Il est rare qu’un même mal ronge deux peuples séparés par la Manche. Britanniques et Français ont peu en commun, hormis cette vieille langue de pouvoir qu’est la défiance. Et pourtant, entre Londres et Paris, une même chape recouvre les faits les plus brûlants : celle du mensonge vertueux, de l’omission par peur, de la vérité tenue pour scandaleuse. Janice Turner, dans The Times, le dit avec la netteté des âmes désillusionnées : ce que les « bons » refusent de nommer, les « mauvais » s’en emparent.
Tout est là. Ce n’est pas tant que la réalité soit invisible, c’est qu’elle est jugée inexprimable. En France comme en Angleterre, les classes dites éclairées pratiquent le Tippex moral : ce grattage obstiné du réel, ce voile pudique tiré sur ce qui dérange, fût-ce au prix de l’intelligibilité du monde. À Rotherham, ce fut le mot « pakistanais » effacé d’un rapport sur des réseaux de prostitution enfantine. À Paris, ce sont les profils sociologiques des jeunes hommes afghans minorés, voire travestis, pour ne pas alimenter « l’extrême droite ». La gauche morale, dit Reynié dans Le Figaro, préfère museler les faits que d’en assumer les conséquences.
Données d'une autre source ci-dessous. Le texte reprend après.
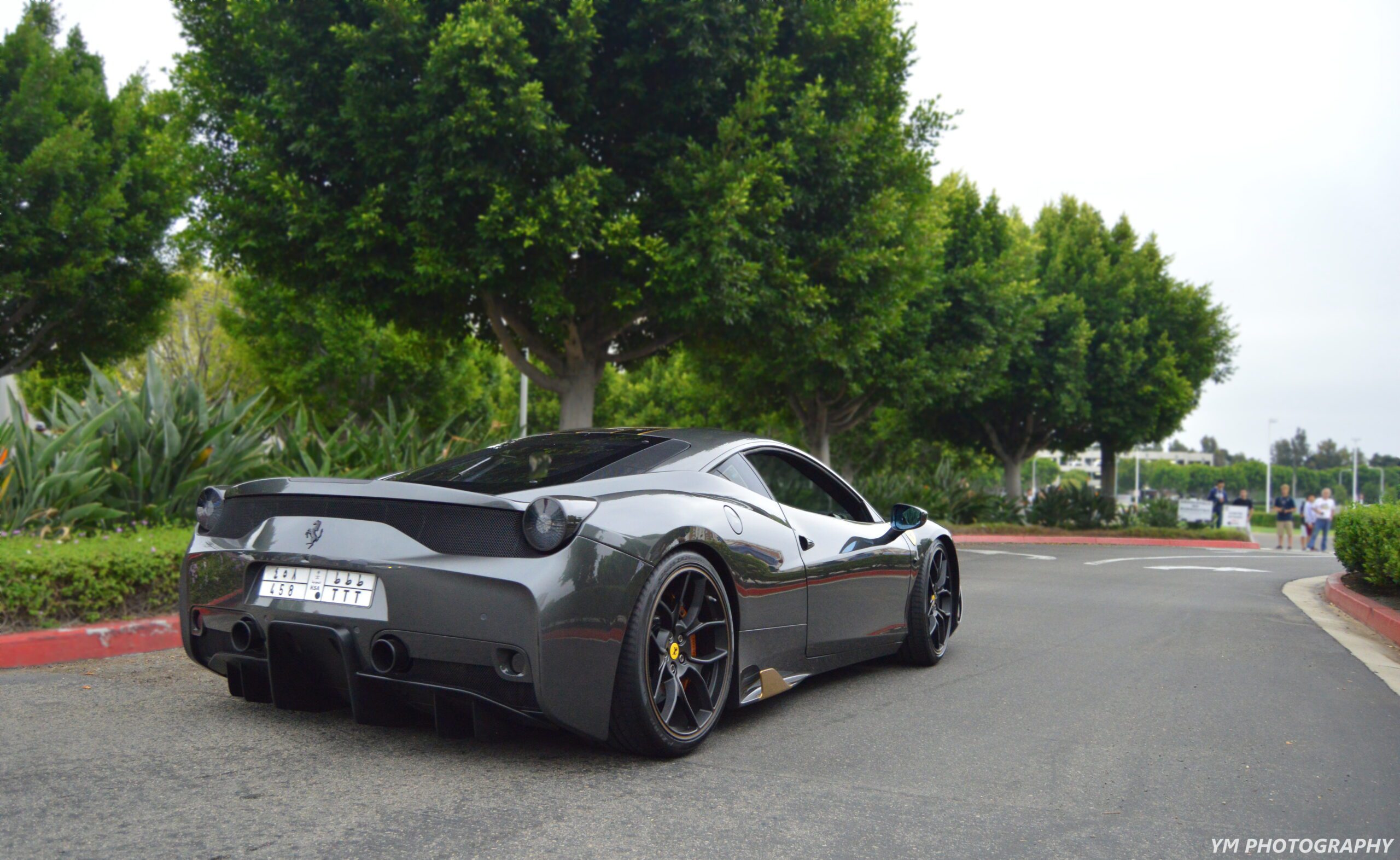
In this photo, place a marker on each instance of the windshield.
(536, 461)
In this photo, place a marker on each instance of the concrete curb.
(104, 639)
(1105, 541)
(1382, 619)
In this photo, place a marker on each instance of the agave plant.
(946, 495)
(166, 441)
(52, 481)
(388, 441)
(1074, 508)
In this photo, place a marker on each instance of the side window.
(797, 488)
(743, 474)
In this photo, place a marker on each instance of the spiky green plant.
(52, 479)
(166, 441)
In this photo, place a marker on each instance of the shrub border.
(103, 639)
(1382, 619)
(1105, 541)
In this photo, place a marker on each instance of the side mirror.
(906, 518)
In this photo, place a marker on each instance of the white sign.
(1194, 510)
(1236, 516)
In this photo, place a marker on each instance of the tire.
(931, 609)
(676, 660)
La tribune de Janice Turner est un inventaire lucide des effets délétères du déni progressiste. Elle y évoque l’étrange logique qui pousse les cercles dits « modérés » à céder, sans jamais combattre, aux positions les plus radicales de leurs propres minorités activistes. Sur les questions de genre, d’immigration ou d’avortement tardif, les modérés, paralysés par la peur d’être « rangés du mauvais côté », laissent les militants faire le travail de la parole, quitte à en assumer plus tard les conséquences politiques. Et lorsque le peuple s’en offusque, ce sont les libéraux eux-mêmes qui le traitent d’ignare, de bigot ou de fasciste. Ce renversement est l’un des ressorts les plus puissants de la désaffiliation politique de nos sociétés.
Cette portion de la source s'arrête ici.